This damn blog has represented a roller coaster of manners of expression over the 5 years it’s been “on.”
I notice that I’ve been decidedly less autobiographical in the past couple of years. There was a time I spend nearly half my posts embarking on random personal tidbits concerning my self-maligned life and all the Charlie Brown bullshit that plagued my insignificance.
Then I started spouting angry stuff.
Posts became cathartic vehicles of spiritual cleanse.
Lately, I have no idea what theme I can use to summarize my written behavior. This blogger is aimless and no longer personally involved to the degree that the blog even represents him. I come here and shout and exclaim and verbally gesticulate with chaotic passion, but sometimes I wonder…where the fuck am I?
Am I even the one writing?
I’ve never maintained a singular focus and that is the recipe for insignificance. I’m not very social, in life or in the cybersphere. I don’t cozy up and I find many comment threads across most blogs intolerable because of the commenters’ inexhaustible recitations of arcane bullshit that strikes me as the attention-starved ramblings of shut-ins who just want to hear themselves type.
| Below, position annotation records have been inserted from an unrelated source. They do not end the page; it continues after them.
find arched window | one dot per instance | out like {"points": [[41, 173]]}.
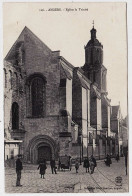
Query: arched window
{"points": [[15, 116], [5, 78], [10, 80], [37, 94]]}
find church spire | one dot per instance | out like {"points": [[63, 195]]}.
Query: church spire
{"points": [[93, 32]]}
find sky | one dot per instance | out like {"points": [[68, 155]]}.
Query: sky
{"points": [[69, 32]]}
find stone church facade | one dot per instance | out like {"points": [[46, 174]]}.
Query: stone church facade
{"points": [[54, 109]]}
I’m not a joiner in any respect. I don’t play well with others, digitally or not.
I am putting together a new blog project and at first I thought it would be faintly tethered to this Socially Extinct persona, but now I’m having second thoughts about that. It could very well be that my new blog will be completely anonymous. I guarantee and promise this: it will be a drastic departure in the respect it will be very Aspie and emotionally disconnected and will have nothing to do with politics or the gender wars or class warfare…but, perhaps, it may. A tiger cannot change his stripes…
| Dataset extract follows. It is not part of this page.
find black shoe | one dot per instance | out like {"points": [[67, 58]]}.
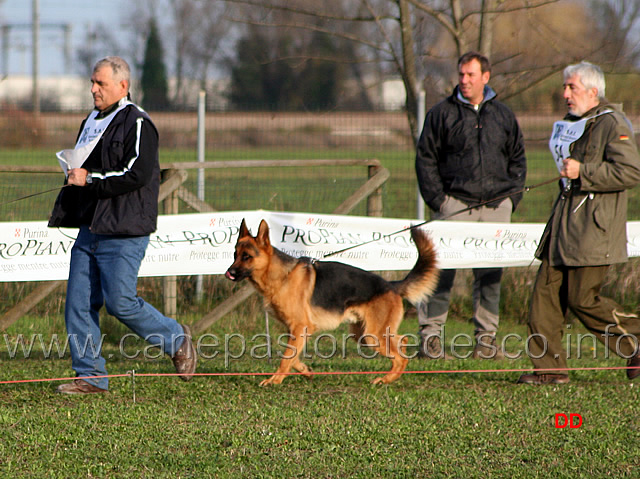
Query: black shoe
{"points": [[185, 358], [544, 379]]}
In this vein, it’s been a while since I took the personal route here, and in the past few months I’ve grown a new facial pattern, my infamous loose dental cap finally fell into the drain, and I bought some really large sunglasses at Target a few weeks ago.
I’m cutting a new swath of doucheness and I don’t give a flying fuck.
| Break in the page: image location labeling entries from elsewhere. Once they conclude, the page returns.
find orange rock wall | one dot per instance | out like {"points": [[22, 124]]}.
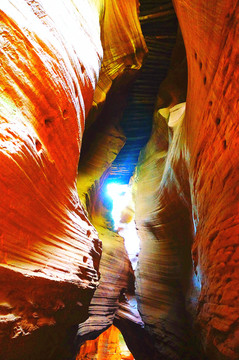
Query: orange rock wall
{"points": [[50, 60], [191, 203], [108, 346], [210, 32]]}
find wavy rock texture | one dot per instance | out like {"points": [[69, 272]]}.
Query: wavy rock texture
{"points": [[196, 175], [50, 60], [48, 246], [108, 346], [212, 144]]}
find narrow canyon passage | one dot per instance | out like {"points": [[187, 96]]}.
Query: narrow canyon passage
{"points": [[119, 185]]}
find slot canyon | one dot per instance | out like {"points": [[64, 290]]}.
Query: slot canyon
{"points": [[119, 188]]}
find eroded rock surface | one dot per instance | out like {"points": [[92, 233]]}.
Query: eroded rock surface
{"points": [[51, 55]]}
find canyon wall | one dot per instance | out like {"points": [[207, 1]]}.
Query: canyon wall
{"points": [[65, 276], [189, 169], [51, 55]]}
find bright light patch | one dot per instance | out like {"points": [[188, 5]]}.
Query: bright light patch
{"points": [[119, 195], [123, 217]]}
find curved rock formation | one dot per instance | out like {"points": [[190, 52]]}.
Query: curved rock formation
{"points": [[51, 54], [68, 65], [210, 33]]}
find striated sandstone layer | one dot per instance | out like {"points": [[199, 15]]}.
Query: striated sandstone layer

I don’t mind anonymity, but if this secret castle were to suddenly crumble, oh well, what can I do?
The most liberating thing about growing “older” is the fact I just do NOT CARE about things like I used to. I read all the younger dudes in this blogosphere worried about women and career and status and I laugh and think “fuck that shit.” That was me then. Not anymore. I’m a modern urban ascetic. I feel disconnected from all the egos that populate my world. I have nothing in common with anybody. I’m so alienated from common hang-ups, but people don’t get it because they are only capable of imprinting their own world upon yours while defining your shortcomings as personal failures on their part, and they react thus.
It’s a massive sense of solipsism, one of the greatest upper mind traits of the human animal.
This is not a farewell, it’s a countdown to slow dissolution.